調達担当は2022年も騙されるのか(坂口孝則)
先日、衝撃的なニュースが入ってきました。アップルのティム・クックCEOが中国と、2750億ドルの契約を締結したと報じられました。アップルが中国の経済発展へ寄与すると約束したかっこうです。アップルが中国での成長を見込むための投資で、米中経済戦争の悪化を懸念したものでした。
さらに先日に報じられた内容ではアップルが中国国内のIT企業にも巨額な投資をするようです。またアップルは中国のサプライヤからの大量の調達も約束しました。その代わりに中国サプライヤは先進的な技術や労務状況の改善を約束しています。これは2022年も続きそうです。
アップルは中国サプライヤと再生エネルギーを通じた連携も知られていますが、あらためて蜜月の関係が確認されました。
アップルは米バイデン政権のアドバイザリー的な立場です。アップルの動向はバイデン政権に情報が届いていたのは明確です。ということは、バイデンの述べる中国批判は米国内の批判をかわす役目でしょう。建前では中国を非難しつつ、それは国内向けのアピールでしかありません。本音では中国との連携をむしろ強化しています。
米国ではウイグルで生産した物品の輸入を禁じる法案が可決しました。これは新しい傾向ではありません。これまでもウイグルからの綿を起源とした生産物は輸入を禁じていました。ただ、製品のカテゴラリーに限らず、ウイグル産であれば禁じるようになります。

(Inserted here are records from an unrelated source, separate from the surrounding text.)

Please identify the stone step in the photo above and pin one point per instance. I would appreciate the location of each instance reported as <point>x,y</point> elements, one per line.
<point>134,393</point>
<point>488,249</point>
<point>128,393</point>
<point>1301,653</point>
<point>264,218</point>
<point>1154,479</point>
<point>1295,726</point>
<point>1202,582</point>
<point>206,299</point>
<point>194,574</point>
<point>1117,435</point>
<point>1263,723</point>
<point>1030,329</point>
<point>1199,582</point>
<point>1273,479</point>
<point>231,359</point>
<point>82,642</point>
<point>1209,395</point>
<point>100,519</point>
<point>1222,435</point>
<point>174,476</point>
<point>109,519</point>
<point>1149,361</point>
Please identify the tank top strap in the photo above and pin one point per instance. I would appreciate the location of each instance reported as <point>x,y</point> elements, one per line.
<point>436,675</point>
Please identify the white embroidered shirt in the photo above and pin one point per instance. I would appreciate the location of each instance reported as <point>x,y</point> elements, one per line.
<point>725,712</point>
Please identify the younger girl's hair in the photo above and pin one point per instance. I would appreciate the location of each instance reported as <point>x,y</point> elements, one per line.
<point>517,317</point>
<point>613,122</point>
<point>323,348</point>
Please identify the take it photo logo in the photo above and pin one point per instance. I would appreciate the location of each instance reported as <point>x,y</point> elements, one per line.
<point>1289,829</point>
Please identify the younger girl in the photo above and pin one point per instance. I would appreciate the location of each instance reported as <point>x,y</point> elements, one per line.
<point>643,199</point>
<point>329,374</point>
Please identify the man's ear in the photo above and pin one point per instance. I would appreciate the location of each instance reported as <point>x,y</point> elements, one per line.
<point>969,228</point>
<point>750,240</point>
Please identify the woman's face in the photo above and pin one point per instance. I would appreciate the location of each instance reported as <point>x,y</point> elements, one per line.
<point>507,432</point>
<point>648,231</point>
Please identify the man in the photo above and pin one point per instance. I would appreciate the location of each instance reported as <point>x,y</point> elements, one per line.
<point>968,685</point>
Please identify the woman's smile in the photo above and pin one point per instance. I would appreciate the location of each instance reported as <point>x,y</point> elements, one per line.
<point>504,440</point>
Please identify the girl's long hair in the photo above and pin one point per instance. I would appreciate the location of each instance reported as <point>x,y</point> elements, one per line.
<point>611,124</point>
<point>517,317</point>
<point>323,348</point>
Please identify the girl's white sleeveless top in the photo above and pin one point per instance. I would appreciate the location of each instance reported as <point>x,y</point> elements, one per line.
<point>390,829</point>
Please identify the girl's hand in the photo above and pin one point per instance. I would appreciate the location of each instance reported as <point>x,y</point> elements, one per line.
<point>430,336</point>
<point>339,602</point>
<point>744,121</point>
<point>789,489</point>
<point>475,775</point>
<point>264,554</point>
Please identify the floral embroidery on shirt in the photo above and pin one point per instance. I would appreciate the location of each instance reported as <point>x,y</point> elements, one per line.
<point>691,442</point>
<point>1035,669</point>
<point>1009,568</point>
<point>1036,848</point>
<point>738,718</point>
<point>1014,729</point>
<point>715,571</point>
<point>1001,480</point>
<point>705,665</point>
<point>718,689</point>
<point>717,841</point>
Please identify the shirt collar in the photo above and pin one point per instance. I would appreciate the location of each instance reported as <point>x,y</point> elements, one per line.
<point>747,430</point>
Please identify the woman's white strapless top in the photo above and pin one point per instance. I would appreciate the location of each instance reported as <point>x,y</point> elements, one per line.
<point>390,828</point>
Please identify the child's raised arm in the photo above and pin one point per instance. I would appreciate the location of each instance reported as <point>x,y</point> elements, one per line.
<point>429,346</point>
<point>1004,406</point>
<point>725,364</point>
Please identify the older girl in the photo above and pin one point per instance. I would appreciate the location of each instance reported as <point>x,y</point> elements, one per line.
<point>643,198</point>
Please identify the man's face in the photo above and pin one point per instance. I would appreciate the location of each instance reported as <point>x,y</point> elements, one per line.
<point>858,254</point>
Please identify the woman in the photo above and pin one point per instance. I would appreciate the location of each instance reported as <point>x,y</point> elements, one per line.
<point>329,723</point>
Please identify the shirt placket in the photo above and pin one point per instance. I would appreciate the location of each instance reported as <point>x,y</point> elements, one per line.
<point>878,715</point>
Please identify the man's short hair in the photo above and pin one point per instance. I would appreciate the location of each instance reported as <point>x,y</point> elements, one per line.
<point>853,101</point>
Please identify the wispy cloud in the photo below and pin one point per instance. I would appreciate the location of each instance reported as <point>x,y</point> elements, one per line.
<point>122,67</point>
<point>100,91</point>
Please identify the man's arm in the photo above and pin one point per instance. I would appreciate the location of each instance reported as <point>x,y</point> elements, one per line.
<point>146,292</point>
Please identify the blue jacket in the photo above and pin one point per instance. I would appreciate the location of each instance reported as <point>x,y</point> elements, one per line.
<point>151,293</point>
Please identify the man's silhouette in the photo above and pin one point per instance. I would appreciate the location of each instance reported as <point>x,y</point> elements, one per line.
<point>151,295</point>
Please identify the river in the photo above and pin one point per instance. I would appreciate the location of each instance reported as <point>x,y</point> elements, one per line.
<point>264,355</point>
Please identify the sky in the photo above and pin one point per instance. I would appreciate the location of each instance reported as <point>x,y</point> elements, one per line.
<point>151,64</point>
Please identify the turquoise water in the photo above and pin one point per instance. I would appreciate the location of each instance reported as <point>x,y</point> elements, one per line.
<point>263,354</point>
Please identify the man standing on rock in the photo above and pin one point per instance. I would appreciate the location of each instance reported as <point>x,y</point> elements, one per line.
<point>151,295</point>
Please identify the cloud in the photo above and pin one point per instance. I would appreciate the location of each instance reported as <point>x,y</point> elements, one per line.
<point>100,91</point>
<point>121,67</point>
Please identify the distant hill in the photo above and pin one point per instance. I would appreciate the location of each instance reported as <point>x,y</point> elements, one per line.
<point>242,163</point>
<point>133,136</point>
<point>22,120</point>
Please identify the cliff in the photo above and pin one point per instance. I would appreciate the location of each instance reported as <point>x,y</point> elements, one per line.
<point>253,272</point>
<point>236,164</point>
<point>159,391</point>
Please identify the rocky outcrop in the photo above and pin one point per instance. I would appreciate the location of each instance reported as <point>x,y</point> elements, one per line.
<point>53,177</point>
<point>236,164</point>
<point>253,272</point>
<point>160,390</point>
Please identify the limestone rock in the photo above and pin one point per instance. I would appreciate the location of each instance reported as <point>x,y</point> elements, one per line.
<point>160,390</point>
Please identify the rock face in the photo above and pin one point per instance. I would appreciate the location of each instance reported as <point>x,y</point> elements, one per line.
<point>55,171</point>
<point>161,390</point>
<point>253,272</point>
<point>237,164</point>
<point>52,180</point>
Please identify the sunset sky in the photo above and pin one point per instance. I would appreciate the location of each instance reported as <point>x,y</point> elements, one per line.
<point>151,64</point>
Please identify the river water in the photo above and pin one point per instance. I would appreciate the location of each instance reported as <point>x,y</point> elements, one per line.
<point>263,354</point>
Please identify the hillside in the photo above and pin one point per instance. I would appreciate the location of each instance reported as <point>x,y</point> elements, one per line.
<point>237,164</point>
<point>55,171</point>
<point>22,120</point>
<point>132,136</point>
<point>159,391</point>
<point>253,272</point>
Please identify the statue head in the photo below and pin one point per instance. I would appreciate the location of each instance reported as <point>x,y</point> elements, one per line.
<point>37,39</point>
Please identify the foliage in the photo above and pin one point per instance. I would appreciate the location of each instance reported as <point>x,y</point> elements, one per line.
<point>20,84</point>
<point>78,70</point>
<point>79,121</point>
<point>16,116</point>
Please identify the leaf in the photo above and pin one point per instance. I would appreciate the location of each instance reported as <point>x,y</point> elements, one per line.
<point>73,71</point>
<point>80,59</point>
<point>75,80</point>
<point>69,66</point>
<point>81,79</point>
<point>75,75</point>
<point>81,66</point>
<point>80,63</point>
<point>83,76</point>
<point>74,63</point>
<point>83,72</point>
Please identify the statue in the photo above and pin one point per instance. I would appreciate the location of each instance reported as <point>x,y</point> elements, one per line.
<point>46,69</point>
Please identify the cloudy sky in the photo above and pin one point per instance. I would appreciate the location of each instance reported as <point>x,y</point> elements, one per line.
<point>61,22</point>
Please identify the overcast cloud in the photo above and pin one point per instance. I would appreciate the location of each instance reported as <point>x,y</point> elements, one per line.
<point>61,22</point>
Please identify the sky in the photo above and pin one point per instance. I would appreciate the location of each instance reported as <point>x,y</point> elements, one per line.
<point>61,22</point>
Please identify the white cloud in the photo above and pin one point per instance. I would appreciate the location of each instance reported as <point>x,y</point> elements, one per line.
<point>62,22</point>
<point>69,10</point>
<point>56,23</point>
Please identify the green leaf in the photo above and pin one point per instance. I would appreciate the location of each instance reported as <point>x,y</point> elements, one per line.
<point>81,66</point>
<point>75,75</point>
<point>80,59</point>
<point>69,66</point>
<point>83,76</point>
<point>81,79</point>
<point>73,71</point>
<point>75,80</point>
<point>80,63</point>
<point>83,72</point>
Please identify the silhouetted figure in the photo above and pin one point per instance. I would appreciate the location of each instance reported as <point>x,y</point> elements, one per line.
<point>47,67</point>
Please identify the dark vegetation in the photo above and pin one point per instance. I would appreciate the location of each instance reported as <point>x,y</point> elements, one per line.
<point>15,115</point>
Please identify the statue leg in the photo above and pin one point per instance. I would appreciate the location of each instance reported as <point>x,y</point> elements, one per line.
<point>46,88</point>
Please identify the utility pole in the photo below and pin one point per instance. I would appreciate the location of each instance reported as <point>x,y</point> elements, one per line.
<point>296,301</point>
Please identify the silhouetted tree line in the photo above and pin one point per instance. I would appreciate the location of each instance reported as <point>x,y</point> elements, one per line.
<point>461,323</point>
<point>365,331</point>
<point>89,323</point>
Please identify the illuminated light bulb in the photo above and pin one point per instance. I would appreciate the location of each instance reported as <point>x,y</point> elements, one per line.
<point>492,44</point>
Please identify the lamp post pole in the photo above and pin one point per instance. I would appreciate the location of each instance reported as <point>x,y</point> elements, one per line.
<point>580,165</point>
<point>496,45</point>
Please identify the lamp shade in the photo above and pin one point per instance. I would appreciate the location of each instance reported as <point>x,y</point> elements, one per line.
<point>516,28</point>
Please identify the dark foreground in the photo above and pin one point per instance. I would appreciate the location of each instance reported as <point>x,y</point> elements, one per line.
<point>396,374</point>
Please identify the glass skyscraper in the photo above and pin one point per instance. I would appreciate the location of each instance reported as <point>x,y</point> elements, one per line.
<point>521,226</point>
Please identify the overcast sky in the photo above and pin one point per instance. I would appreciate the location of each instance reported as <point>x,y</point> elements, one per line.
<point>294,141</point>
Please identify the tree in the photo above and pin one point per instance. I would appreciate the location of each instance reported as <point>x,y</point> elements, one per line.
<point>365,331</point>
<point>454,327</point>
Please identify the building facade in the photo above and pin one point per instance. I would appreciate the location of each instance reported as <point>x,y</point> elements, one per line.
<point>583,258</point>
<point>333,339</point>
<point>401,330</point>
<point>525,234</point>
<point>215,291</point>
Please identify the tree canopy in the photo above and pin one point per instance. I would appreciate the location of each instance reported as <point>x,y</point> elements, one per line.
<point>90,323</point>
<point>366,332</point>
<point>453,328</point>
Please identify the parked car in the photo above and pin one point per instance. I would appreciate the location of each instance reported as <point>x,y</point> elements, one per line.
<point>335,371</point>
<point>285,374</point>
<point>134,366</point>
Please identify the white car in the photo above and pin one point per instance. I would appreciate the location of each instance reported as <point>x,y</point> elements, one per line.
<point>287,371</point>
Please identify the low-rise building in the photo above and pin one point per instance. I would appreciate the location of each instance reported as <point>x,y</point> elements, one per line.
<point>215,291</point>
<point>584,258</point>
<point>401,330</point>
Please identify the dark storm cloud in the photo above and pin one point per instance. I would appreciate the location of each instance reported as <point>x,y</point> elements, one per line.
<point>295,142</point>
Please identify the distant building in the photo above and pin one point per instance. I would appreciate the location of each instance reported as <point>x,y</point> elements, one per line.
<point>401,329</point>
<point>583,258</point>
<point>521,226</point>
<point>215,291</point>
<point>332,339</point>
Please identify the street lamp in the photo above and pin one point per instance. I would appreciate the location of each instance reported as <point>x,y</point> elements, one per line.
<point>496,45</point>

ウイグルだけではなく、2021年は政治的な建前と本音が離れてしまう一年でした。
ウイグルだけではありません。欧州は政治的なアピールとして脱炭素を強調しました。しかし2021年にはこれまで即時撤廃を求めていたLNGなどを認める姿勢に転じました。ひどいよね。しかし政治のパフォーマンスと考えれば理解できます。
欧州の政治家は本音と建前を使い分けて主張します。しかし問題は日本の産業界です。
「ぶっちゃけ2050年にカーボンニュートラルなんて無理じゃないか」
「ぶっちゃけウイグルの代替調達先はないのではないか」
「ぶっちゃけSDGsなんて不可能ではないか」
そういった本音が表出するのが2022年ではないでしょうか。そして、どこまで本音を訴えて、産業界としてどうするのかを考える一年になるのが2022年のはずです。
世界の本音と建前。そして、実務の調達担当者としては何を考えるべきか。それを伝えねばならない。私たちのミッションは明確です。2021年はありがとうございました。2022年もよろしくお願いします。世界のウソに騙されない、強い個人を目指しましょう。